"Patriarchy is a political-social system that insists that males are inherently dominating, superior to everything and everyone deemed weak, especially females, and endowed with the right to dominate and rule over the weak and to maintain that dominance through various forms of psychological terrorism and violence" (p. 17). One of the most powerful foundations of patriarchy is emotional stoicism, which results in men believing that they cannot feel if they want to be manly. Should they feel even a shadow of emotion, they extinguish it and certainly don't let other men know. Both men's and women's silence about what they experience in families, often void of emotion and connection, maintains the patriarchal culture without question. By contrast to the silence, hooks advocated as early as 1984 that both men and women should join as comrades in the struggle.
The perpetuation of patriarchy is fostered in many ways and the dynamics are notably more powerful during the adolescent years for boys. During this liminal period of not being a child but not being an adult, feeling out of control is common. It is during this period that boys are told to "be a man" when they feel pain or when they face disappointment, thus starting down the path toward denial and stuffing down their feelings. This disembodiment of emotion and feeling is tantamount to lying as young men take on the role of male chauvinists and sexists. Chauvinism claims male superiority which is known in the deeper selves of most men and women to be destructive and untrue.

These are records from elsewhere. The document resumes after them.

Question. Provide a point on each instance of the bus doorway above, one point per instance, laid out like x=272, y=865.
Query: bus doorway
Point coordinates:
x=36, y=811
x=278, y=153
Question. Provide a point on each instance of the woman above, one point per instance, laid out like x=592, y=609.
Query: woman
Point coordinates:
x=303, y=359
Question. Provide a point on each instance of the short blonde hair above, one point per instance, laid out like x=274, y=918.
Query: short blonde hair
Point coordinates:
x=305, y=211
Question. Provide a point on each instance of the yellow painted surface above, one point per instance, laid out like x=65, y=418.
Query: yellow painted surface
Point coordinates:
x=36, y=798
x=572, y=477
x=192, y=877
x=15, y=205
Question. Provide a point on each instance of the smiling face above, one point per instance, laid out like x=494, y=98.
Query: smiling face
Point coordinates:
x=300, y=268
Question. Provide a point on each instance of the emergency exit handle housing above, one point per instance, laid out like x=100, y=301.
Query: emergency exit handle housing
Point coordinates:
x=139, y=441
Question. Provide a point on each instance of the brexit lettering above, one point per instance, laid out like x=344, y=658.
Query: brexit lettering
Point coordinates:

Having learned their lessons well, boys move into adulthood struggling to establish authentic emotional connections with men or women. The beginning of the tragedy of men's and women's life partnerships is that, if not changed, relationships with women are frozen in time. Appearing to be almost a compensation for lack of capacity in relationships, patriarchal culture then places the most value on what men do, the work they perform. To reverse the pattern, hooks proposed love and defined it as "the will to nurture one's own and another's spiritual and emotional growth" in ways that "combine care, commitment, knowledge, responsibility, respect, and trust" (p. 65). hooks' response to changing masculinity that diminishes and threatens is to love men out of their lethargy - support them in taking off the imposed mask to release them to a fuller way of being.